Those bones I'm super careful with them. I coughed one back up but was just lucky. I think it would take a major bone to endanger your life but those smaller ones can make you mighty miserable; can't imagine how you'd get rid of them.
I have to be really careful when I cook whole catfish (I bake it w/spices usually). I don't like breading stuff to fry. HOWEVER, there are some recipes for oven baked breaded catfish filets and the one we tried worked well, the usual egg wash, cracker crumbs mixed with flour and corn meal. Spray the sheet pan with some cooking spray, put the breaded filets on.

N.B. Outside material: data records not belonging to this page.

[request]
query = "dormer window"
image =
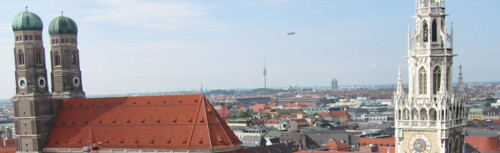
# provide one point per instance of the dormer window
(21, 57)
(57, 59)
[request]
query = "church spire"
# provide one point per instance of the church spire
(399, 86)
(460, 88)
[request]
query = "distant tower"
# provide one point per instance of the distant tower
(33, 107)
(265, 73)
(430, 118)
(66, 74)
(335, 84)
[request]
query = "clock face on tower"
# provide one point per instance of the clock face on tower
(41, 82)
(21, 82)
(76, 81)
(420, 143)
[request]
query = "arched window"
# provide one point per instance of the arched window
(414, 114)
(423, 114)
(447, 78)
(38, 58)
(21, 57)
(433, 114)
(406, 114)
(422, 81)
(425, 31)
(57, 59)
(73, 58)
(437, 80)
(434, 31)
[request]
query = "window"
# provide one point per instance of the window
(423, 81)
(57, 59)
(426, 31)
(434, 31)
(21, 57)
(38, 58)
(73, 58)
(437, 80)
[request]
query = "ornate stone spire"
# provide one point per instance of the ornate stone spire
(399, 86)
(460, 89)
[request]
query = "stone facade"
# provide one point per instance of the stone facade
(35, 107)
(32, 103)
(431, 117)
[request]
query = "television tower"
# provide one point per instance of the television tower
(265, 73)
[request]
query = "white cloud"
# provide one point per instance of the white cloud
(157, 15)
(266, 2)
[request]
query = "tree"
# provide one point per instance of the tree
(490, 99)
(245, 114)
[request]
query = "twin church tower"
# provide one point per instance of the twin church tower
(35, 106)
(431, 116)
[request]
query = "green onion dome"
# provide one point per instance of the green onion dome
(63, 25)
(27, 21)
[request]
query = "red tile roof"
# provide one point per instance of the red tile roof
(291, 105)
(156, 122)
(332, 114)
(272, 104)
(267, 111)
(258, 107)
(377, 141)
(484, 144)
(10, 146)
(302, 122)
(224, 111)
(337, 146)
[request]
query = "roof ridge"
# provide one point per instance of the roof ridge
(220, 124)
(194, 124)
(204, 100)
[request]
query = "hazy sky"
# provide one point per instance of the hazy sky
(148, 46)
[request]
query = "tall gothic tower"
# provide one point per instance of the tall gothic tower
(66, 75)
(430, 118)
(32, 103)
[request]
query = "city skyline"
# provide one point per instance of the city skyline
(129, 47)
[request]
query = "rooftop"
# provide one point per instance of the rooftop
(159, 122)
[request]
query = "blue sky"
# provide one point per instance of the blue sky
(149, 46)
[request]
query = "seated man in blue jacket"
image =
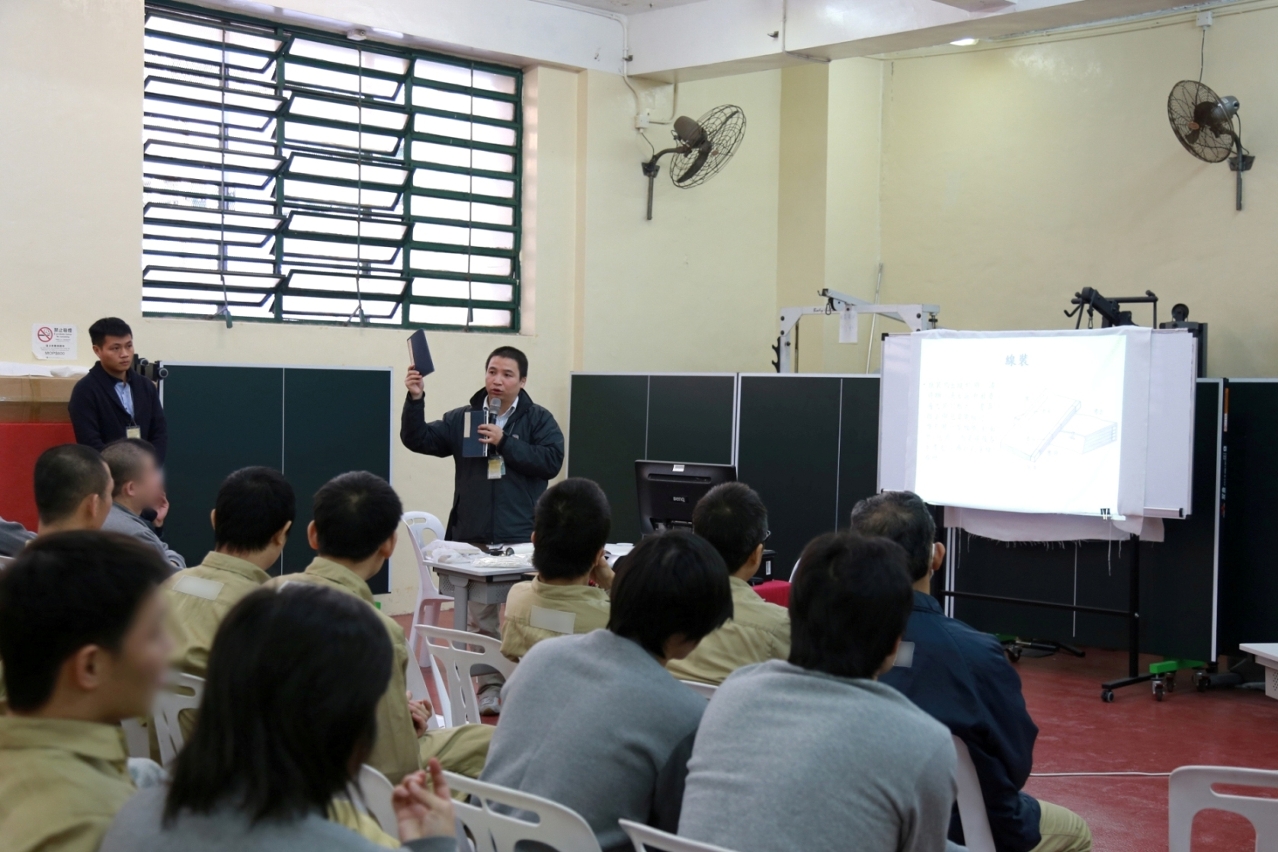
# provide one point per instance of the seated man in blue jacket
(493, 498)
(961, 677)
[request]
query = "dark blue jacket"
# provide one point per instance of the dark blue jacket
(491, 510)
(961, 678)
(100, 418)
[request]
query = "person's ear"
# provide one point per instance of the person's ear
(938, 555)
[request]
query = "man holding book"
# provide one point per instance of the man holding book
(493, 494)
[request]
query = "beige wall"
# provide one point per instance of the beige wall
(1012, 176)
(603, 289)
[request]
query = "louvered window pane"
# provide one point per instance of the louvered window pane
(293, 175)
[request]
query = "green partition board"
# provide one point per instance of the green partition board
(858, 443)
(220, 419)
(1249, 584)
(787, 450)
(335, 420)
(690, 419)
(607, 432)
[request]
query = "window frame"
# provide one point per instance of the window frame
(408, 136)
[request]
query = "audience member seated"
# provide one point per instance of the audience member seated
(961, 677)
(289, 714)
(570, 528)
(138, 487)
(813, 753)
(354, 532)
(252, 517)
(82, 635)
(594, 722)
(734, 519)
(73, 489)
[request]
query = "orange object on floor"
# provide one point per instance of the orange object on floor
(21, 443)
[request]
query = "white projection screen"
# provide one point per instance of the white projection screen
(1095, 423)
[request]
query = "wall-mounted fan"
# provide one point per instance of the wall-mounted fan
(702, 147)
(1209, 127)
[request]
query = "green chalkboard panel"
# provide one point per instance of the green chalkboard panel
(220, 419)
(334, 420)
(607, 432)
(787, 450)
(690, 418)
(858, 443)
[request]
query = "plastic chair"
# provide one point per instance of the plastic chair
(522, 818)
(454, 652)
(971, 804)
(1190, 791)
(180, 692)
(644, 838)
(704, 689)
(430, 599)
(377, 792)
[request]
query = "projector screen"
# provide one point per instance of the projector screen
(1040, 422)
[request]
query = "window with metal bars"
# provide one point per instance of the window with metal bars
(292, 175)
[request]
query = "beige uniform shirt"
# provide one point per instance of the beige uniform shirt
(61, 783)
(537, 611)
(395, 754)
(758, 631)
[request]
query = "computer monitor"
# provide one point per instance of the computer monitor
(669, 489)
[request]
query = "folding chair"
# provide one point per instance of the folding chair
(522, 816)
(456, 653)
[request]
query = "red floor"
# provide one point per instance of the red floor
(1080, 733)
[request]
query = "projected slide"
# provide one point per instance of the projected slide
(1023, 424)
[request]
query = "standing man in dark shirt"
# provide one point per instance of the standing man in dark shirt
(493, 498)
(960, 677)
(114, 401)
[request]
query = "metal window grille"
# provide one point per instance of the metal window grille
(297, 176)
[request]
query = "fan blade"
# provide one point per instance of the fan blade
(702, 156)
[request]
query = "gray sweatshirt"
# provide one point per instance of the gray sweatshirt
(122, 520)
(794, 759)
(593, 722)
(137, 828)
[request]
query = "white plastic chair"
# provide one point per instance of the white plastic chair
(455, 653)
(430, 599)
(1190, 791)
(377, 795)
(180, 692)
(703, 689)
(523, 818)
(647, 838)
(971, 804)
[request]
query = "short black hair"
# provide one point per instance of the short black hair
(672, 584)
(571, 523)
(513, 354)
(849, 604)
(109, 327)
(904, 517)
(253, 503)
(127, 457)
(64, 477)
(732, 517)
(354, 514)
(67, 590)
(289, 705)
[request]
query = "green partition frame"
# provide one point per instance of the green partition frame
(309, 423)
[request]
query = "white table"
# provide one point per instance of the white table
(1267, 654)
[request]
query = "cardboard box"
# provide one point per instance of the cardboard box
(35, 399)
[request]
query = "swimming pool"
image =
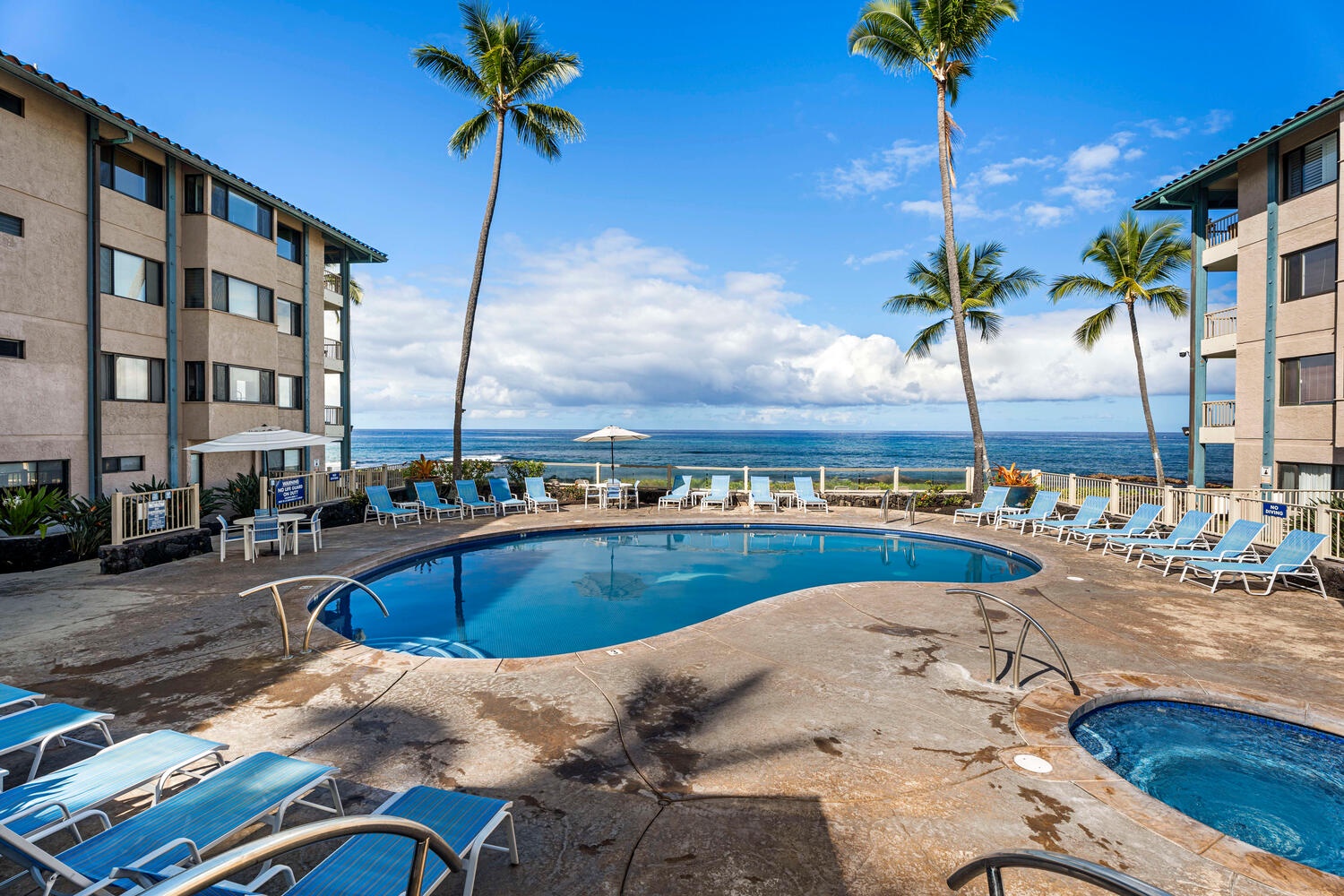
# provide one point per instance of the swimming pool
(1271, 783)
(539, 594)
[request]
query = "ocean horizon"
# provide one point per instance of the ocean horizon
(1081, 452)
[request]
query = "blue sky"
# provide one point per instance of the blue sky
(717, 252)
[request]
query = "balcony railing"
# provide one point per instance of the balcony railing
(1222, 230)
(1219, 414)
(1220, 323)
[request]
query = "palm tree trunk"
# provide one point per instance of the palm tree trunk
(470, 323)
(1142, 394)
(959, 319)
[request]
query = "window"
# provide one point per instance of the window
(289, 392)
(1306, 381)
(129, 276)
(132, 175)
(16, 474)
(11, 102)
(289, 317)
(1312, 166)
(239, 297)
(1309, 271)
(194, 194)
(194, 288)
(244, 384)
(289, 244)
(239, 210)
(194, 382)
(128, 463)
(126, 378)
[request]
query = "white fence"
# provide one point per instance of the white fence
(140, 514)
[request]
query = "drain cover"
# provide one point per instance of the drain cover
(1032, 763)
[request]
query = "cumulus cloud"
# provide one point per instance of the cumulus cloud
(618, 324)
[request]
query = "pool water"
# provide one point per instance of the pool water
(539, 594)
(1271, 783)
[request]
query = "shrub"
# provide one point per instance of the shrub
(519, 470)
(88, 524)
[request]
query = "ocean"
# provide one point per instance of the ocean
(1081, 452)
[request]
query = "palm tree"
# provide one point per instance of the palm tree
(984, 288)
(943, 37)
(1139, 261)
(508, 72)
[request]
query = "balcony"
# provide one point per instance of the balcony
(1219, 333)
(1219, 424)
(1220, 244)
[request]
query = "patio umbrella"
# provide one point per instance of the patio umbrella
(612, 435)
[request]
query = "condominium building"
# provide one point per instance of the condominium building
(1265, 225)
(151, 300)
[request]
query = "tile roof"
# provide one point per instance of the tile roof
(85, 99)
(1262, 136)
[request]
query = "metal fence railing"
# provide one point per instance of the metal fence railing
(140, 514)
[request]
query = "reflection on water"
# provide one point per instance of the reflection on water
(545, 594)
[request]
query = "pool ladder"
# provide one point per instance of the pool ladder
(312, 616)
(1029, 622)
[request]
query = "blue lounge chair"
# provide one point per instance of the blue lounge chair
(381, 504)
(37, 727)
(11, 697)
(432, 503)
(537, 497)
(1091, 511)
(144, 762)
(504, 500)
(1234, 544)
(718, 493)
(179, 829)
(1042, 508)
(1140, 521)
(1187, 532)
(994, 501)
(760, 495)
(679, 495)
(1292, 559)
(806, 495)
(376, 864)
(470, 498)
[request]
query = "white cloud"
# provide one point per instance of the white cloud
(879, 172)
(621, 325)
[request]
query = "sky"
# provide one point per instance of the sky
(717, 252)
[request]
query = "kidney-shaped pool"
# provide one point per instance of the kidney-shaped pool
(539, 594)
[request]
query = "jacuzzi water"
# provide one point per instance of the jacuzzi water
(1271, 783)
(539, 594)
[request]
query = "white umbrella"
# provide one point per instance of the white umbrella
(612, 435)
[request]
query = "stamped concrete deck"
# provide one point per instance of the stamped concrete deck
(835, 740)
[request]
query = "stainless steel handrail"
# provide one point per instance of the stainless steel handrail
(280, 607)
(225, 866)
(1029, 622)
(1081, 869)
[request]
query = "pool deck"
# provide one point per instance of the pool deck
(835, 740)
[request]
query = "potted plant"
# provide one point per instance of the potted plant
(1021, 485)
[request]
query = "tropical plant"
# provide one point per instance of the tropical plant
(1139, 261)
(941, 37)
(984, 287)
(30, 511)
(508, 72)
(244, 493)
(88, 524)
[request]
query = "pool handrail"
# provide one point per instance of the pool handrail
(1099, 876)
(1029, 622)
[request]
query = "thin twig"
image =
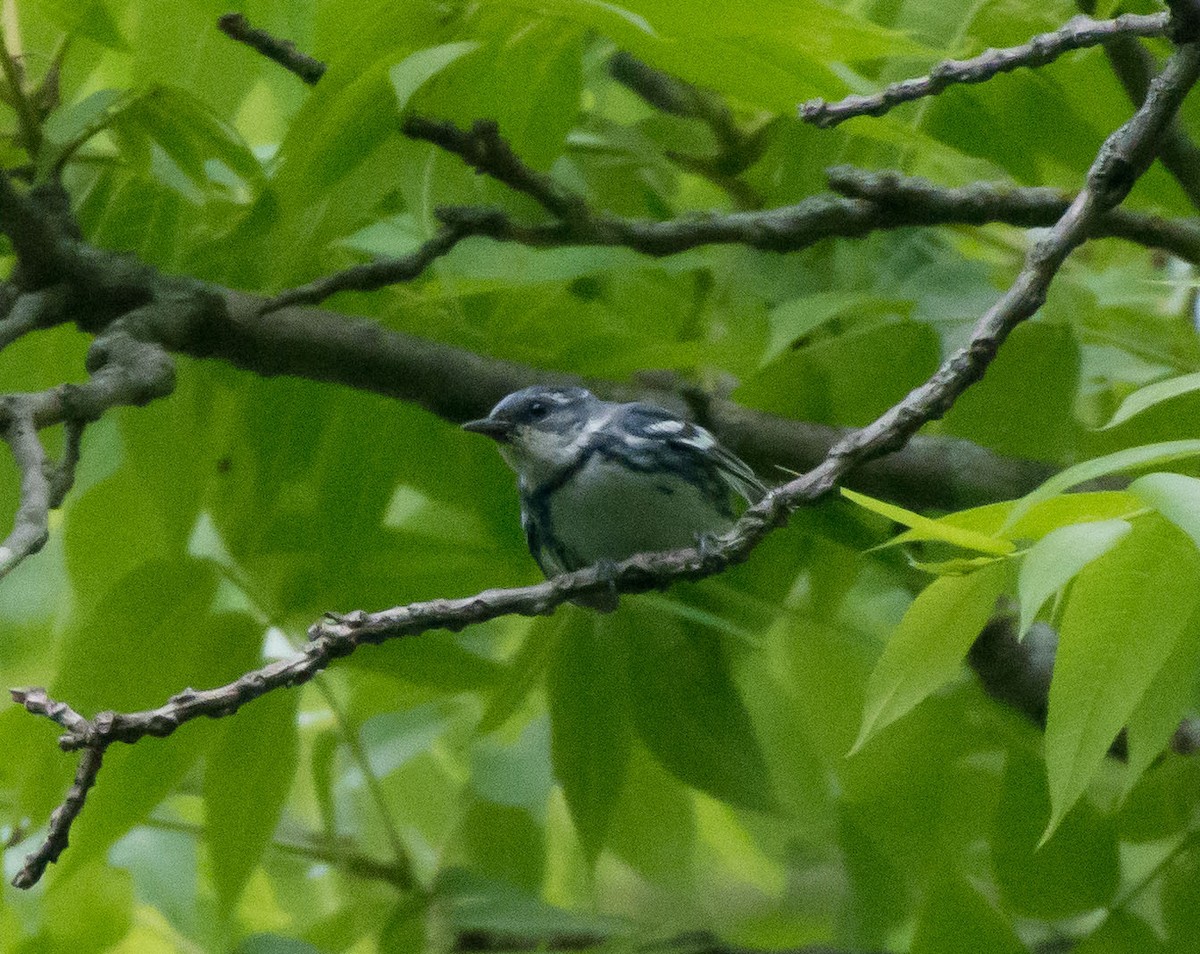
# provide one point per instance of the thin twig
(489, 153)
(1134, 66)
(1125, 155)
(30, 526)
(871, 202)
(283, 52)
(737, 148)
(373, 275)
(15, 76)
(402, 865)
(1077, 34)
(345, 858)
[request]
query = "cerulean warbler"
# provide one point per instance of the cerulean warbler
(600, 481)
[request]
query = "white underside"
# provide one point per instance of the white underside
(610, 513)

Then spray the tops of the filets with cooking spray.
It worked and I'd do it again but I'd wipe the excess spray off the sheet pan B4 baking because it gets to smoking before those very large catfish filets are cooked through.
Could do it with the Asian carp filets, bread and bake.
As I understand it will be just like salmon patties.
The best way to fry fish is with cornmeal, salt, black and red pepper. No egg wash or garlic ..... Simple is Best.
Try just dipping your catfish in milk and then into House of Autry's seasoned seafood breader [or season the moist fish with salt, pepper, paprika or red pepper, and a little pinch of garlic... and dredge in Masa corn meal which is a fine meal... or even corn flour.] Fry in a just enough oil to go halfway up the fillet... then flip. Makes a very delicate light thin coat, not like the thick bready stuff.
Or saute fillets that have been coated with mayonnaise and seasoned.
For folks who like a medium coating or when using fish that came from murky water, dredge the fish in buttermilk, then seasoned corn meal mix.
And for a thick crunchy coating dredge the fish in corn starch, then buttermilk, then seasoned corn meal mix.
I don't like catfish in beer batter at all because it is too tender, and it is so perfect with corn meal why not just use it. Tilapia is good with either, and both are good jsut coated with mayo, seasoned and pan fried in an iron skillet with no breading at all. But Asian carp would likely be very good in beer batter or tempura as its texture is more like tilapia but its flavor is lighter.